Der Hausmeister
Absurdes Theater für Zuschauer mit langem Atem: Harold Pinter im Residenztheater.
Absurdes Theater für Zuschauer mit langem Atem: Harold Pinters "Der Hausmeister" stellt die Besucher des Residenztheaters auf eine Geduldsprobe.
Nur selten beginnt ein Theaterstück dermaßen unspektakulär: Ein grauer Raum liegt in halber Dunkelheit und wird nur spärlich von einer so gut wie ausgebrannten Glühbirne beleuchtet. Nach ein paar Minuten der Stille geht das Licht komplett aus. Im Publikum wird ratlos gehustet. Fast möchte man meinen, der Strom sei plötzlich ausgefallen. Genau diese Unsicherheit ist gewollt. Denn "Der Hausmeister" ist ganz offensichtlich kein Stück, das auf seichte Unterhaltung aus ist.
Der große Meister hinter dem langen Text
Wer den Autor kennt, der weiß, dass er einen zähen Theaterabend zu erwarten hat. Harold Pinter, seines Zeichens Literaturnobelpreisträger, war Vertreter des Absurden Theaters - einer Stilrichtung, der vor allem seine früheren Werke zuzuschreiben sind. Zu diesen gehört auch "Der Hausmeister", mit dem Pinter in den Sechzigern der Durchbruch gelang; und der absurde Einschlag ist hier absolut nicht abzustreiten. Im Kern dieser Schule liegt die Sinnfreiheit der Welt und der orientierungslose Mensch, der alleine darin umherirrt. Was auf der Bühne passiert, soll das Publikum mit einer Situation konfrontieren, die gerade eben in Echtzeit geschieht. Dass es da keine fein formulierten Dialoge und perfekt zugespitzten Parolen gibt, ist klar. Das Drehbuch für "Der Hausmeister" enthält siebzehn Mal "Stille", 163 Mal "Pause" und 362 Mal "...".

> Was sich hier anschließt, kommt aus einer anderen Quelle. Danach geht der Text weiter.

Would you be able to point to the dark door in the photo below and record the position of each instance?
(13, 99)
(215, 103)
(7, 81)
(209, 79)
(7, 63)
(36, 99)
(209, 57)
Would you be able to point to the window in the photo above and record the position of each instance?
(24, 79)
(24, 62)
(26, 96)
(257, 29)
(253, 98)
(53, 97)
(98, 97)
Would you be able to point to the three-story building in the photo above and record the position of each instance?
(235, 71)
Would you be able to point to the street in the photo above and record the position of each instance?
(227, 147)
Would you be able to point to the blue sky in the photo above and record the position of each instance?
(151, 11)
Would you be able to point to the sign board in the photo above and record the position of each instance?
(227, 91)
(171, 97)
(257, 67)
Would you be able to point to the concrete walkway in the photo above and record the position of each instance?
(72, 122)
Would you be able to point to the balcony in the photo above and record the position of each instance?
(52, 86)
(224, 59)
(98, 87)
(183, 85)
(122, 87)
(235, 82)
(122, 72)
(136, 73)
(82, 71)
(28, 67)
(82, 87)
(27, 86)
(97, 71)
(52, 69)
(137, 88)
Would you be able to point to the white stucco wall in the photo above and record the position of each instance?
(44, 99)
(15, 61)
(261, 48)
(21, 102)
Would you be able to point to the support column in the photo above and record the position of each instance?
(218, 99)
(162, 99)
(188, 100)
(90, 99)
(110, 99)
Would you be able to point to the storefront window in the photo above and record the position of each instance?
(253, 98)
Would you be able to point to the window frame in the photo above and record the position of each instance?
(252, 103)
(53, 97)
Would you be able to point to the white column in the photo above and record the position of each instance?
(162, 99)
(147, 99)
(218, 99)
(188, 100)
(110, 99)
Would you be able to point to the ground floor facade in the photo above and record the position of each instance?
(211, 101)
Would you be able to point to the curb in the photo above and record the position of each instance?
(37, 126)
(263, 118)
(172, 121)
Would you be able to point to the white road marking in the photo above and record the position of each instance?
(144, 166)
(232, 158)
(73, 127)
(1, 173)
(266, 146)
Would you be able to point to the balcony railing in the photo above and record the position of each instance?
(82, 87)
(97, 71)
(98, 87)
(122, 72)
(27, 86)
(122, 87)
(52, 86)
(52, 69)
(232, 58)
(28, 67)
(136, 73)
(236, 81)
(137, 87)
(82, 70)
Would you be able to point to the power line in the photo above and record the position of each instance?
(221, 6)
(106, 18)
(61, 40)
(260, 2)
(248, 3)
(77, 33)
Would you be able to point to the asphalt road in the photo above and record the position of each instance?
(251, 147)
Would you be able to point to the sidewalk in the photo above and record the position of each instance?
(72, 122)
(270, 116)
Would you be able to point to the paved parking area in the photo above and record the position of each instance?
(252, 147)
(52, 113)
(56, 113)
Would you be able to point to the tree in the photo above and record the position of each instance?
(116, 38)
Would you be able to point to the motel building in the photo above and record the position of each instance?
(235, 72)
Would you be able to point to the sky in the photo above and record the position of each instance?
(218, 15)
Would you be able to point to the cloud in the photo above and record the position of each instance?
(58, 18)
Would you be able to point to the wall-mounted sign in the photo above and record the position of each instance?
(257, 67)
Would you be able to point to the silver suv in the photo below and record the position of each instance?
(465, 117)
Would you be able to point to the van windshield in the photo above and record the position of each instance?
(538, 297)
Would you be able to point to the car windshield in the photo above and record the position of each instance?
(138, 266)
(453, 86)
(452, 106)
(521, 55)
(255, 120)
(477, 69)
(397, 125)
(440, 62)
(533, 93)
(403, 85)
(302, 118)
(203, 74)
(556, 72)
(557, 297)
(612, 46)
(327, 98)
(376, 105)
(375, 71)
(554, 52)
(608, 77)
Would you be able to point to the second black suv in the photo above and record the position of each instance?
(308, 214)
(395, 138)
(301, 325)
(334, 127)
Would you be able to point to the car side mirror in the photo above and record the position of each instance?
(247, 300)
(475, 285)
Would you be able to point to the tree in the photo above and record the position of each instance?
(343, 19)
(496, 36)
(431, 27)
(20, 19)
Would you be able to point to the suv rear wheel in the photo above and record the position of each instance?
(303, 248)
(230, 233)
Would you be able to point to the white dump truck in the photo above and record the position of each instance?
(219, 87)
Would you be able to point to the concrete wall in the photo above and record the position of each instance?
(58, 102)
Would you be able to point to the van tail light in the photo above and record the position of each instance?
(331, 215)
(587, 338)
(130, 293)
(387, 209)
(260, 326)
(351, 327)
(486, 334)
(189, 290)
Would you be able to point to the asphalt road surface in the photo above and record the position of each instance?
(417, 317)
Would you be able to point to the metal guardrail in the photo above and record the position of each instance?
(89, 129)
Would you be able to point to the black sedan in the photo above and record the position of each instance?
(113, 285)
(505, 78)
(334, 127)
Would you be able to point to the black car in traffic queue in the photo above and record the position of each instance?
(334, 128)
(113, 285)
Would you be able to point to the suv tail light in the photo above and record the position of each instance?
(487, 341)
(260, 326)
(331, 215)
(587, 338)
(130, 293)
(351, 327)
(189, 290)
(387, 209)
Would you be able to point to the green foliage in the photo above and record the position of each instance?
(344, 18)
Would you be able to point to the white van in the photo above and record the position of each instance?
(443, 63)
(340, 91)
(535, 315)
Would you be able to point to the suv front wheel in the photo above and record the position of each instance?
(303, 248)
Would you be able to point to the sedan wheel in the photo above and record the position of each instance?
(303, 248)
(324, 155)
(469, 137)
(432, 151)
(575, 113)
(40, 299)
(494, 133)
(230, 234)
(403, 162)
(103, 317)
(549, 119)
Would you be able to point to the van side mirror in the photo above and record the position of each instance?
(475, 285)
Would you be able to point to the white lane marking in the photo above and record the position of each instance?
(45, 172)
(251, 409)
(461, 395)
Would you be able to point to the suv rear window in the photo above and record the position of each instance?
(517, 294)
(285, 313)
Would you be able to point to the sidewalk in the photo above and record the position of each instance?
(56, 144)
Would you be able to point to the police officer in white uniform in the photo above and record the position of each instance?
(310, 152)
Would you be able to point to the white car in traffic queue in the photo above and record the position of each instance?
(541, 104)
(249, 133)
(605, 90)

Die Kunst, aneinander vorbei zu reden
Diese wortkarge Ratlosigkeit ist das ganze Stück über fast schmerzhaft präsent. Auch nachdem die Glühbirne ausgewechselt ist, tut sich nicht sehr viel auf der Bühne. Die konkrete Handlung ist in einem Satz zusammengefasst: Jemand zieht ein und jemand zieht aus. Dazwischen liegen zweieinhalb Stunden zäher Diskussion, die sich locker doppelt so lang anfühlen. Die schauspielerische Leistung ist dabei ohne jede Frage beeindruckend: Bei einer solchen Länge und einem derart anspruchsvollen Drehbuch ist vor den drei Akteuren, die allein die Handlung tragen, nur bescheiden der Hut zu ziehen. Doch all die feinen Nuancen in Artikulation und Gestik ändern nichts daran, dass man sich stetig dabei erwischt, auf die Uhr schauen zu wollen. Auf eine Pause wartet man vergeblich. Zwar liegt in der gnadenlos kleinschrittigen Betrachtung menschlicher Macken auch eine natürliche Komik, die hier und da zum Schmunzeln bringt. Nach Verlassen des Saals bleibt aber dennoch die dominante Emotion Erleichterung: Anstrengend war's.
Die nüchterne Realität
Es mag sein, dass genau das etwas ist, wobei dem geneigten Pinter Fan das Herz aufgeht: Ohne Skrupel wird der anhaltslose Mensch in seiner kleinen Existenz in all seine Einzelteile auseinander genommen. Natürlich ist das anstrengend. Aber das ist eben auch nicht für jeden das Wahre. Lacher gab es bei der Premiere im Publikum durchaus. Doch wer mal in der S-Bahn sitzt und auf dem Weg nach Hause zwei schwerhörigen Senioren beim Streiten zuhört, der erzielt etwa den gleichen Unterhaltungswert. Nur dauert das dann hoffentlich keine zweieinhalb Stunden.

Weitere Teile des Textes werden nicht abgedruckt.